Fenerbahçe, 74 - Baskonia, 79

Fenerbahce Estambul (18+17+20+19): Bogdanovic (26), Nunnally (-), Kalinic (8), Bennett (9), Vesely (6) -cinco inicial-, Datome (10), Dixon (2), Ugurlu (-), Duverioglu (-), Antic (7) y Mahmutoglu (6).

Baskonia (19+23+18+18): Larkin (19), Beaubois (7), Hanga (7), Tillie (7), Diop (4) -cinco inicial-, Blazic (7), Budinger (7), Luz (10), Shengelia (7) y Voigtmann (4).

Árbitros: Christodoulou (Grecia), Paternico (Italia) y Balak (Israel). Eliminaron al visitante Diop (min. 37).

Ulker Sports Arena de Estambul ante 12.645 espectadores.

Todo a pesar de Bogdanovic, un talento natural, un jugador que no corre, flota, y encesta como si metiera el hilo en el ojo de una aguja en vez de una pelota en la canasta. Pero es uno solo, por grande que sea. Solo Datome le eximió de algunas responsabilidades porque Bennett no es ni por asomo el que podía ser y Vesely se cargó pronto de personales que le frenaron en los rebotes.

Aun así nadie tuvo ganado ni perdido el partido en ningún momento, aunque la jerarquía la adquirió el Baskonia tras los primeros cinco minutos de desorden colectivo. Fue Rafa Luz quien impulsó al conjunto vitoriano, con Larkin y Beaubois reflexionando en el banco. Gracias a su acierto, su control y la presión en toda la cancha, el Baskonia tomó la delantera que prácticamente no abandonó, aunque la goma se acortaba y se ensanchaba con grave riesgo de rotura.

Al descanso se fue el Baskonia con ocho puntos y al inicio del tercer cuarto alcanzó su máxima ventaja (12 puntos) que eran muchos o pocos según sea el color del cristal del partido. Bogdanovic asumió el reto, Obradovic intensificó la defensa, la agresividad del equipo y el Fenerbahce recortó la distancia en el rebote, una herida por la que sangraba el equipo turco. Al Baskonia le faltaba la aportación de Voigtmann, muy despistado y generalmente equivocado.

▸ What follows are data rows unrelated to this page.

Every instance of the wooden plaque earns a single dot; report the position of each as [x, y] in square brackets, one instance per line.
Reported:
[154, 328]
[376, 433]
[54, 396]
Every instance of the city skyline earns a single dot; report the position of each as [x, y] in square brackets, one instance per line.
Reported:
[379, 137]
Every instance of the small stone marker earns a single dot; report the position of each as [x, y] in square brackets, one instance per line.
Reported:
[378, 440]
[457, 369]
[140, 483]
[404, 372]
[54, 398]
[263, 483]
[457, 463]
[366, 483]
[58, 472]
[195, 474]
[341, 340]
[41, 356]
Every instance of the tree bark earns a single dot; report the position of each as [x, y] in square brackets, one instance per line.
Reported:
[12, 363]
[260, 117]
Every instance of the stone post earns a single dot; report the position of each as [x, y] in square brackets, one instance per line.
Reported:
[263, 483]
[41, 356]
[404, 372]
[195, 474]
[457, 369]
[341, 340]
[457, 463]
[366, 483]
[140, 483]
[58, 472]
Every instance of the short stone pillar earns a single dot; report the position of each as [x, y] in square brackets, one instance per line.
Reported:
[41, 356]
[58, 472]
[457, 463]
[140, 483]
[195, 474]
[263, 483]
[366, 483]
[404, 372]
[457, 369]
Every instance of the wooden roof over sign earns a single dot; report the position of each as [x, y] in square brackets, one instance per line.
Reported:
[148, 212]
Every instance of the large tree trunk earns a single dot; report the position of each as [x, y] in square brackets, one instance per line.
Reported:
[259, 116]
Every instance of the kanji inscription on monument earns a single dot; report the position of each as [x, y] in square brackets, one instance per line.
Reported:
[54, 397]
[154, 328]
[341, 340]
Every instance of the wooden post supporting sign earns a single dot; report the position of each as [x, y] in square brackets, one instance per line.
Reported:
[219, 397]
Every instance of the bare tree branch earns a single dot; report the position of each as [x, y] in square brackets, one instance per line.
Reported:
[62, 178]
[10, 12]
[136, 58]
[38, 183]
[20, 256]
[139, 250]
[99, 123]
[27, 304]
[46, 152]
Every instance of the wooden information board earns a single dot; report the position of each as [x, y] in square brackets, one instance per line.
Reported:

Pero cuando llegó la presión final del Fenerbahce, aparecieron las manos frías de Beaubois y Larkin, junto al trabajo silencioso pero eficaz de Tillie. El partido se fue al desenlace agónico. No le tembló el pulso al Baskonia que resistió el acoso, defendió su renta y le endilgó otra derrota al Fenerbahce. En el día de su cumpleaños, el Baskonia le apagó las velas a Obradovic.